As vértebras adicionais da odalisca e o poder da arte

La Grande Odalisque (1814) - Jean-Auguste-Dominique Ingres (1780 - 1867)
La Grande Odalisque (1814) - Jean-Auguste-Dominique Ingres (1780-1867)

"A grande Odalisca" é uma das mais belas e famosas representações do nu feminino na história da arte ocidental. Grande parte da sensualidade natural da tela está na habilidade do pintor em saber como exibir e, ao mesmo tempo, ocultar a nudez da modelo que tem o corpo ainda mais destacado pelo jogo de luz e sombras do ambiente. A odalisca, que parece à primeira vista estar totalmente à disposição do observador (ou de seu Sultão, proprietário do harém), tem na verdade o olhar distante e uma expressão séria, quase triste. O cenário exótico remetia ao tema do orientalismo, muito apreciado na França do século XIX. Este jogo de contrastes e temas populares tinha tudo para tornar a composição de Jean-Auguste-Dominique Ingres mais um grande sucesso de público e crítica na sua carreira.

Contudo, quando a obra foi exposta pela primeira vez, no Salão de Paris de 1819, a reação dos críticos não poderia ter sido mais negativa. Se observarmos a imagem novamente, dessa vez com mais atenção e menos emoção, poderemos notar claramente uma distorção forçada no alongamento do corpo da modelo. O pintor havia ferido a realidade anatômica ao acrescentar pelo menos três vértebras nas costas da odalisca (até hoje se discute se seriam três ou cinco vértebras adicionais). O olhar frio e analítico dos críticos destacou também outras imperfeições, evidentes nos membros muito compridos, cabeça pequena e o toque final na desconstrução da obra: a posição da perna esquerda está apoiada sobre a direita, obviamente uma pose nada confortável e pouco natural para uma preferida do harém.
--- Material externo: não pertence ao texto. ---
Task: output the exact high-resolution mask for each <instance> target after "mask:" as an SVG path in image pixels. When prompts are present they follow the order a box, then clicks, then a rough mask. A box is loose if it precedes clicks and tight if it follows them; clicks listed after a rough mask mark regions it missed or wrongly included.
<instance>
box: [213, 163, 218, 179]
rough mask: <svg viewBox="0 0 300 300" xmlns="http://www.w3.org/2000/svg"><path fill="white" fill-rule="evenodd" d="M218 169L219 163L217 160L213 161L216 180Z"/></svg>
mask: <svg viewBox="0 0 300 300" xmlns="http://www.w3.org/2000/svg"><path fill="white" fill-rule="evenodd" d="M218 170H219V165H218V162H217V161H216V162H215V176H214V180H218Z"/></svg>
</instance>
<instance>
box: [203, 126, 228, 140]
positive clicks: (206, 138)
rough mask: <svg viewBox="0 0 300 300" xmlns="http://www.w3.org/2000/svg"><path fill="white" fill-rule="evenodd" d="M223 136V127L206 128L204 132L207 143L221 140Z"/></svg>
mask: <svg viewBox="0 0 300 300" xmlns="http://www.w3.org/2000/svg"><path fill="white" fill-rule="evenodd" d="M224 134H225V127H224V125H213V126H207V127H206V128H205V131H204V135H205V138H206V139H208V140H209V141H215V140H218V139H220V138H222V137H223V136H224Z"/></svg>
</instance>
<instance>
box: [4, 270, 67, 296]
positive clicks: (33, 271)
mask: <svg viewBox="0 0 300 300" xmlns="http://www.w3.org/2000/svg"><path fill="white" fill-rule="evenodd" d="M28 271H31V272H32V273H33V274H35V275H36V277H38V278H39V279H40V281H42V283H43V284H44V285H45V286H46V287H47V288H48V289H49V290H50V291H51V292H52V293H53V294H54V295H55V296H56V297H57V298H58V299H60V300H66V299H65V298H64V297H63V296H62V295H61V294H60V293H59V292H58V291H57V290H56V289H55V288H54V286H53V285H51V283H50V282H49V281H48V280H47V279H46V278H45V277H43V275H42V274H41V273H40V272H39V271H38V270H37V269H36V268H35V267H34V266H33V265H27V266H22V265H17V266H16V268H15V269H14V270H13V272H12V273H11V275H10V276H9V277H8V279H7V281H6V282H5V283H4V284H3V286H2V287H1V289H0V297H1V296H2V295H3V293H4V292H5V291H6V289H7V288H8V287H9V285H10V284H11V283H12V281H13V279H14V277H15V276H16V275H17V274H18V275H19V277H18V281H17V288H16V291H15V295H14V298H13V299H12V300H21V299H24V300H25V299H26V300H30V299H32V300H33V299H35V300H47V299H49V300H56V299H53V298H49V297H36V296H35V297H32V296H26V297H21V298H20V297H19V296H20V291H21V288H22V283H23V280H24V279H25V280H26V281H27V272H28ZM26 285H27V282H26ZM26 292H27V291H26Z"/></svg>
Ingres, que era um discípulo do legado artístico de Jacques-Louis David, apreciava e respeitava o classicismo do passado em suas obras, tinha consciência dessas "distorções", mas optou por modificar a anatomia da modelo para lhe conferir sensualidade em curvas mais longas e suaves, pagando um preço caro pela sua opção de beleza. Ao conceder à sua arte o poder arrogante de modificar e corrigir a anatomia em função de um objetivo temático final, ele se tornou um dos precursores da pintura não figurativa. Artistas do movimento modernista no século XX, como Picasso, deram continuidade a este processo de criação, levando ao extremo a distorção de forma e espaço e abrindo novas formas de expressão, também nem sempre compreendidas e apreciadas pela crítica de sua própria época.

Ao imaginar uma torção corporal que é absolutamente impossível devido à limitação anatômica — a não ser que a mulher não tivesse costelas e uma espinha dorsal mais alongada — o artista priorizou a linha do contorno e preservou o efeito do olhar feminino ao se virar para o observador o que multiplica a sensação de erotismo do quadro. Com essa estratégia ele destacou ainda mais o elemento principal da sua composição, a sensualidade da mulher, uma ideia que é impulsionada à partir do fundo escuro do ambiente e rouba toda a nossa atenção em um simples momento. Devemos concordar que o pintor ganhou muito ao contrariar a limitação corporal em uma espécie de photoshop primitivo, mas fascinante, tanto é verdade que estamos aqui hoje discutindo essa obra há mais de dois séculos de sua criação. 

"A Grande Odalisca" continua indiferente a toda essa polêmica, exposta online no Museu do Louvre, desafia o nosso entendimento com a mesma fisionomia enigmática e a anatomia distorcida por Ingres. Na verdade, parece até mesmo insignificante nas suas reduzidas dimensões de 1,62 m de largura por 0,91 m de altura, porém nada que nos impeça de navegar em alta definição pelos seus segredos e imaginar uma noite perdida no passado, principalmente com a ajuda do zoom, explorando os pequenos detalhes da composição, o toque na textura dos tecidos azuis e dourados, o aroma que vem da fumaça do incensário na extremidade direita da tela e até mesmo, quem sabe, sonhar com os delírios provocados pelo cachimbo de ópio que repousa aos pés da misteriosa mulher do oriente. Bom tema para um romance!